Director: Craig William MacNeill
R | 1h 46min | Biography , Crime , Drama | 14 December 2018 (UK)
Playing London Film Festival 2018
Lizzie Borden is perhaps not a household name in the UK, but what went on in her household back in 1892 in Fall River, Massachusetts made her notorious. Lizzie Andrew Borden (July 19, 1860 – June 1, 1927) was an American woman who was the main suspect in the August 4, 1892, axe murders of her father and stepmother. Borden was ultimately tried and acquitted of the murders, but the deaths cast a shadow over her life forever and she became a cause celebre during and after her life, the story endlessly dissected in podcasts, essays and works of fiction. She has since even been claimed as a kind of feminist symbol.
That latter development seems to have been very much in the mind of director Craig William Macneill. Rather than tease us with the question of ‘did she do it?’ (spoiler alert; the narrative eventually reveals who swung the axe with no doubt left about it), he instead turns his focus, via a script from writer Bryce Kass, towards the miserable and oppressive domestic situation a young woman like Lizzie could find herself trapped in. This is a grim, austere story of the pressure cooker of frustration, rage and fear that results when patriarchy squeezes just as tight as the corsets of the time. It is more dogged than devastating, ultimately, though given the subject matter it is certainly a timely take on the murder mystery.
With the presence of Chloe Sevigny and Kristen Stewart as the two female leads, Macneill has plenty of female star power on his hands, though it is really Sevigny’s show. Following a pre-credit flash forward to the bloody aftermath of the murder, we jump back to a scene in Lizzie’s (Sevigny) home life: an attempted late night trip to the theatre meets with vicious disapproval from her stern father Andrew whilst the stepmother she cares nothing for looks on sullenly. As played by Sevingny, Lizzie is a figure of trembling energy and a barely-repressed tongue who is strikingly blunt in her expressions of loathing for her father, a plainly dressed and miserly type who keeps his wealthy household in candlelit gloom despite the availability of gas lamps. Lizzie’s demonstrated love of the arts suggests a creativity and passion for culture that is slowly being snuffed out by her controlling parent. Lizzie, we also learn, is in her 30s and unwed, and thus seen by the family as of little further use in terms of preserving their legacy. An equal match for Sevigny’s impudent volleys of sarcasm and indignation is the puritanical chill emanating from actor Jamey Sheridan as Andrew Borden. He is one of those actors who looks and sounds like he could be simply dropped back into that time period and he’d fit right in. Andrew’s nightly rapes of new Irish immigrant maid Brigette (Kristen Stewart, stuck in mousey mode) only enrages and frightens Lizzie more, not least given the sexual attraction between the two that has sprung up over the autumn weeks.
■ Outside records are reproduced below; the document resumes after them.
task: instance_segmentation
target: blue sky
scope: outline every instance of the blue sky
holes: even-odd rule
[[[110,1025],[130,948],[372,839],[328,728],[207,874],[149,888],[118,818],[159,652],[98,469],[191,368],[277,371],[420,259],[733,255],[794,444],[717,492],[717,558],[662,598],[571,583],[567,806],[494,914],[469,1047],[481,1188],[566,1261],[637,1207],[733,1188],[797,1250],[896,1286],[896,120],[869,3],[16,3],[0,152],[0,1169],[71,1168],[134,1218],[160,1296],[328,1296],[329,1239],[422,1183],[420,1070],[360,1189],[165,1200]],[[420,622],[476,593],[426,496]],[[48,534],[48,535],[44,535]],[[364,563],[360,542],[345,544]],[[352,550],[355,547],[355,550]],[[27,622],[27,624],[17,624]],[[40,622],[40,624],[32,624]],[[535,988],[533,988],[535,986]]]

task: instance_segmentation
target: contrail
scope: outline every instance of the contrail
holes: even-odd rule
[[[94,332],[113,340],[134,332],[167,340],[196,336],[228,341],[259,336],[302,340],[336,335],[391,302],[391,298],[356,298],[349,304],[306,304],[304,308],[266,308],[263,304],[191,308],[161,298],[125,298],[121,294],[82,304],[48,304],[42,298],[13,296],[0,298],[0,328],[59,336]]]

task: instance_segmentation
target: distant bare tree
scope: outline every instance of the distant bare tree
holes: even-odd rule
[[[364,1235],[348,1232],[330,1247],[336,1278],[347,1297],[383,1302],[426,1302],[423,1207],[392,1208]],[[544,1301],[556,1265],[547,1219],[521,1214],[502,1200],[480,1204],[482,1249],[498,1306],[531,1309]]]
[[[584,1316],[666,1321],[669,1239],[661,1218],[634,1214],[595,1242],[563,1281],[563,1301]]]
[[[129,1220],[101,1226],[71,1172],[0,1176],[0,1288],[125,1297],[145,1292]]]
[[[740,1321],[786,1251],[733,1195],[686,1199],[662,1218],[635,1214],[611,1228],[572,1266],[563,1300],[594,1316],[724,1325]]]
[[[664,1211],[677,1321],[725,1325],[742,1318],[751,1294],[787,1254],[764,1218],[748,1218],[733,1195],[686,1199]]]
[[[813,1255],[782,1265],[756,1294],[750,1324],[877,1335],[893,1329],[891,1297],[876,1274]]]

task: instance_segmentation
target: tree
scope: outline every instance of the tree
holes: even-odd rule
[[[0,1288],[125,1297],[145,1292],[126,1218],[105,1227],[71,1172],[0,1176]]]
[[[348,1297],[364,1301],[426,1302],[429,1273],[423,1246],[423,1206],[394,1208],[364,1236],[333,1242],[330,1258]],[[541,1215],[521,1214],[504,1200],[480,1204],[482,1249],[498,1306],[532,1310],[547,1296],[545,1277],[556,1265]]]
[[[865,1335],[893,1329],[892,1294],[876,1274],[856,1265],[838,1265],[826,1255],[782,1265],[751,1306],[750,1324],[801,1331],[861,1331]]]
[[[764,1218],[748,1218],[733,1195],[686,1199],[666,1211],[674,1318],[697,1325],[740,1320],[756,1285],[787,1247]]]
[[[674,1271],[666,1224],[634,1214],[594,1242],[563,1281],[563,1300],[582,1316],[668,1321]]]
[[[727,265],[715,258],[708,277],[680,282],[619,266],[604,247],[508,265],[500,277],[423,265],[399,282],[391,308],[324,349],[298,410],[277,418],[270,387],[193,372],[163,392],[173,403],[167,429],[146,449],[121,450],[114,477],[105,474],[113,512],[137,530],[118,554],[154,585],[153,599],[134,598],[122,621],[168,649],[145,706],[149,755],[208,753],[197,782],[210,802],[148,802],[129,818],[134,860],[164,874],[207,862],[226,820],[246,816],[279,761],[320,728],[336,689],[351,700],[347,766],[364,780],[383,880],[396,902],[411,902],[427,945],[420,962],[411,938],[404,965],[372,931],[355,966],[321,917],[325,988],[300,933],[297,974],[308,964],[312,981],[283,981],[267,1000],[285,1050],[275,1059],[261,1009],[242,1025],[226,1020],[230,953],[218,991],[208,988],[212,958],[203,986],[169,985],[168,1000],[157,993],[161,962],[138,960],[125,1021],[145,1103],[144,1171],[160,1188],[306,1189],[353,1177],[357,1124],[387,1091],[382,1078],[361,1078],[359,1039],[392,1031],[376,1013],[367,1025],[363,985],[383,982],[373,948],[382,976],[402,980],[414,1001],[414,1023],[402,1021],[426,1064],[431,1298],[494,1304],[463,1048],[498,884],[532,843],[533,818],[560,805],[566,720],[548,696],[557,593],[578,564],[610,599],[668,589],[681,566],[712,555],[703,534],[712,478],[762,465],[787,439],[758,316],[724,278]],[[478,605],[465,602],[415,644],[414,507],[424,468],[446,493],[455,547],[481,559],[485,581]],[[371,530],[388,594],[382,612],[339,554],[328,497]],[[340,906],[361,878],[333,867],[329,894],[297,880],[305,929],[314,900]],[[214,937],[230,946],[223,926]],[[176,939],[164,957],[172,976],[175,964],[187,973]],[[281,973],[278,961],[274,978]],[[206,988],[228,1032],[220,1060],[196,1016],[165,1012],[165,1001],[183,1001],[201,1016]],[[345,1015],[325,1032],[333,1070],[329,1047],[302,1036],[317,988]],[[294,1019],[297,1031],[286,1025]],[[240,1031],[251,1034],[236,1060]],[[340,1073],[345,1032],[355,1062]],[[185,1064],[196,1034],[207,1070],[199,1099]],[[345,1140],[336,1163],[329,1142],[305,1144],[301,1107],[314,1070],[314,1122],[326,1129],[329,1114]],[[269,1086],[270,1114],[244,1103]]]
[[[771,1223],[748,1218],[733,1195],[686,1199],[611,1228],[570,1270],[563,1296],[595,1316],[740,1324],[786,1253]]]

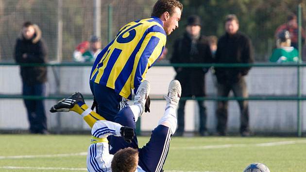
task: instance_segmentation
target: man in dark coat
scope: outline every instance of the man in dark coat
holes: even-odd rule
[[[15,46],[15,60],[18,63],[45,63],[47,48],[41,39],[38,26],[30,22],[23,24],[21,34]],[[46,67],[20,67],[22,93],[25,96],[45,95],[47,81]],[[24,100],[30,122],[30,131],[34,134],[46,134],[47,118],[42,100]]]
[[[201,19],[191,16],[187,20],[186,32],[182,38],[176,40],[171,63],[210,63],[212,56],[206,38],[201,35]],[[175,68],[175,79],[182,85],[182,96],[205,96],[205,74],[208,68]],[[186,101],[181,100],[178,110],[178,128],[176,135],[182,136],[184,131],[185,106]],[[207,135],[206,128],[206,113],[204,102],[198,101],[200,110],[200,134]]]
[[[252,63],[252,45],[250,39],[238,32],[239,22],[234,15],[228,15],[225,20],[225,34],[219,39],[215,57],[216,63]],[[216,68],[218,81],[218,95],[228,97],[232,90],[235,96],[247,98],[248,93],[244,76],[251,68]],[[242,136],[250,135],[248,102],[238,101],[240,110],[240,132]],[[218,103],[217,130],[221,136],[226,135],[227,101]]]

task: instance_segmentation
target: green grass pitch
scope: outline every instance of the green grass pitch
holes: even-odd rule
[[[85,172],[90,136],[0,135],[0,172]],[[139,137],[139,145],[148,137]],[[271,172],[306,171],[306,138],[172,138],[165,172],[241,172],[262,162]]]

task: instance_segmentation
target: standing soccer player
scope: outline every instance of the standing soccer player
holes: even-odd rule
[[[144,111],[150,112],[146,102],[145,106],[138,101],[141,98],[137,95],[142,94],[137,93],[142,91],[138,87],[145,79],[147,70],[162,54],[166,35],[178,27],[182,10],[183,5],[177,0],[158,0],[153,7],[151,18],[124,26],[98,55],[90,73],[90,85],[98,103],[99,115],[92,112],[86,104],[78,104],[73,102],[83,99],[79,93],[59,102],[50,111],[74,111],[81,115],[91,127],[96,121],[103,120],[122,124],[121,119],[116,120],[115,117],[127,106],[127,100],[131,99],[134,89],[134,102],[140,109],[139,116]],[[150,102],[148,95],[146,95],[145,99]],[[135,122],[133,118],[125,120]],[[136,137],[130,144],[121,138],[112,136],[110,138],[112,154],[119,148],[138,147]]]
[[[151,18],[124,26],[98,55],[90,85],[99,113],[105,119],[114,121],[131,99],[132,89],[136,92],[147,70],[163,52],[166,35],[178,27],[182,9],[178,0],[158,0]]]
[[[165,112],[158,125],[152,131],[150,139],[145,146],[139,148],[138,145],[136,145],[132,148],[127,148],[126,145],[121,144],[121,141],[112,140],[113,145],[110,146],[116,147],[113,147],[109,152],[106,139],[107,137],[113,136],[113,138],[118,138],[117,140],[120,141],[120,138],[125,142],[133,143],[135,122],[141,115],[141,108],[136,104],[142,104],[142,108],[144,108],[150,87],[148,81],[142,82],[136,94],[139,98],[135,101],[135,105],[129,105],[121,109],[115,118],[115,122],[102,120],[94,123],[92,127],[91,144],[88,149],[86,159],[89,172],[162,171],[169,150],[170,137],[176,128],[176,110],[182,92],[178,81],[174,80],[170,82],[167,95],[165,96],[167,102]],[[81,93],[76,93],[70,98],[64,99],[63,102],[55,105],[54,110],[68,112],[71,109],[71,107],[82,107],[86,104],[83,98],[77,96],[78,95],[82,97]],[[70,107],[62,103],[68,102],[74,103]],[[87,114],[97,115],[95,112],[89,110],[84,111],[83,115]],[[118,151],[112,154],[111,151],[114,149]]]

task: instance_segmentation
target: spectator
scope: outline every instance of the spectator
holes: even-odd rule
[[[287,17],[287,22],[279,26],[276,29],[275,33],[275,37],[277,39],[278,34],[283,30],[287,30],[289,31],[291,35],[291,45],[298,49],[298,27],[296,16],[291,13],[288,15]],[[305,40],[305,34],[304,31],[302,29],[302,42]]]
[[[218,42],[218,38],[215,35],[211,35],[208,36],[208,43],[209,43],[209,47],[210,47],[210,51],[211,51],[213,56],[214,56],[216,54],[217,48],[218,47],[217,45],[217,43]]]
[[[283,30],[278,34],[276,41],[277,48],[275,49],[270,57],[270,62],[298,62],[298,52],[294,47],[291,46],[290,34],[287,30]]]
[[[78,62],[83,62],[82,55],[89,48],[89,42],[87,41],[80,43],[73,52],[73,60]]]
[[[171,63],[209,63],[212,61],[210,49],[206,38],[201,35],[201,19],[197,16],[190,16],[187,20],[186,31],[182,37],[176,40]],[[175,68],[175,79],[182,85],[182,97],[201,97],[205,96],[205,74],[208,68]],[[185,106],[186,101],[179,103],[177,136],[182,136],[184,131]],[[206,128],[206,113],[204,102],[198,101],[200,110],[200,134],[207,135]]]
[[[159,57],[158,61],[165,59],[167,54],[168,53],[168,49],[167,49],[167,47],[165,47],[165,49],[164,49],[164,51],[163,51],[163,52],[162,52],[161,55],[160,55],[160,57]]]
[[[219,39],[215,58],[216,63],[252,63],[251,41],[244,34],[238,31],[239,21],[235,15],[227,16],[226,33]],[[250,68],[215,68],[218,81],[218,95],[228,97],[232,90],[235,97],[248,97],[244,76]],[[240,132],[242,136],[250,135],[249,108],[246,101],[238,101],[240,110]],[[220,136],[227,134],[227,101],[218,102],[217,130]]]
[[[41,38],[38,26],[27,21],[23,24],[20,36],[15,47],[15,60],[20,64],[45,64],[47,48]],[[24,96],[45,95],[47,68],[45,66],[20,67]],[[24,99],[30,131],[34,134],[47,134],[47,118],[44,102],[40,100]]]
[[[90,38],[89,49],[82,55],[83,62],[93,62],[101,52],[101,39],[96,36]]]

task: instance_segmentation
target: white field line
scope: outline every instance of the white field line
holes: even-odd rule
[[[30,170],[67,170],[67,171],[87,171],[85,168],[70,168],[61,167],[14,167],[3,166],[0,167],[0,169],[30,169]]]
[[[211,171],[182,171],[175,170],[165,170],[165,172],[211,172]]]
[[[34,158],[39,157],[65,157],[72,156],[85,156],[87,152],[81,152],[74,154],[54,154],[54,155],[18,155],[18,156],[0,156],[1,159],[20,159],[20,158]]]
[[[206,145],[206,146],[188,146],[188,147],[170,147],[170,149],[221,149],[228,148],[232,147],[266,147],[266,146],[274,146],[279,145],[284,145],[289,144],[295,144],[298,143],[306,143],[306,140],[289,140],[282,141],[273,142],[267,142],[257,144],[223,144],[217,145]],[[21,159],[21,158],[35,158],[41,157],[66,157],[72,156],[85,156],[87,155],[87,152],[81,152],[79,153],[73,154],[54,154],[54,155],[16,155],[16,156],[0,156],[0,159]],[[172,171],[169,171],[171,172]],[[173,171],[174,172],[174,171]],[[176,171],[175,171],[176,172]],[[180,172],[180,171],[177,171]]]
[[[267,147],[267,146],[275,146],[279,145],[285,145],[289,144],[295,144],[299,143],[306,143],[306,140],[289,140],[289,141],[282,141],[273,142],[267,142],[256,144],[229,144],[223,145],[206,145],[206,146],[188,146],[188,147],[170,147],[170,149],[220,149],[220,148],[228,148],[232,147]]]
[[[67,171],[87,171],[85,168],[61,168],[61,167],[14,167],[14,166],[3,166],[0,167],[0,169],[29,169],[29,170],[67,170]],[[217,172],[210,171],[183,171],[175,170],[165,170],[165,172]]]

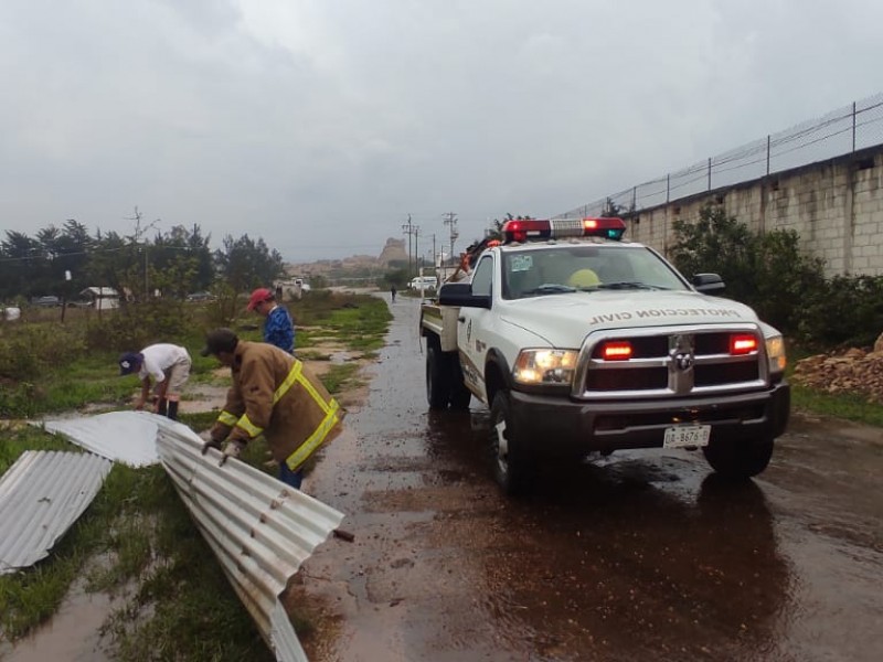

The decision to focus in the film’s second half on the clumsy beginnings of a lesbian relationship between two women who barely even know each other, but are desperate to share their isolation with someone, offers the film’s a much-needed release from what is otherwise a somewhat one-note journey of oppression and breakdown before the bloody finale we know is coming. Already suffering dizzy spells and epileptic fits which render her exhausted and frightened, Lizzie also fears her father intends to pass the management of the family fortune, and her inheritance, to her pervert uncle. As a woman in 1800s America, she has no say in any of this, and this would mean any chance of long-term escape with Bridgette would be closed off. Lizzie and Bridgette understandably cling to each other even harder as the walls close in, and, always under observation in the house, have to communicate via letters passed to each other in the corridors as if they are two schoolchildren in class. It is a painfully touching gesture to see.
Inevitably, things cannot stay in this unstable state and - somewhat mechanistically - we see Lizzie reach breaking point as the incidents of humiliation and threats pile up. Still, by this point we have had a brutally effective portrait of a woman’s domestic prison drawn for us, and Sevigny gets a few juicy final act scenes that help continue the process, begun earlier, of wrong-footing us about how much of an addled victim Lizzie really is. Far from being an unstable, random killer who acted unconsciously in a fit of despair, we get hints that Lizzie might in fact be all too aware of not only how to ‘get away with it’, but keen to reap the benefits of the power that being known as a murderess might offer, not least when it comes to unsettling any man who challenges her from that point on.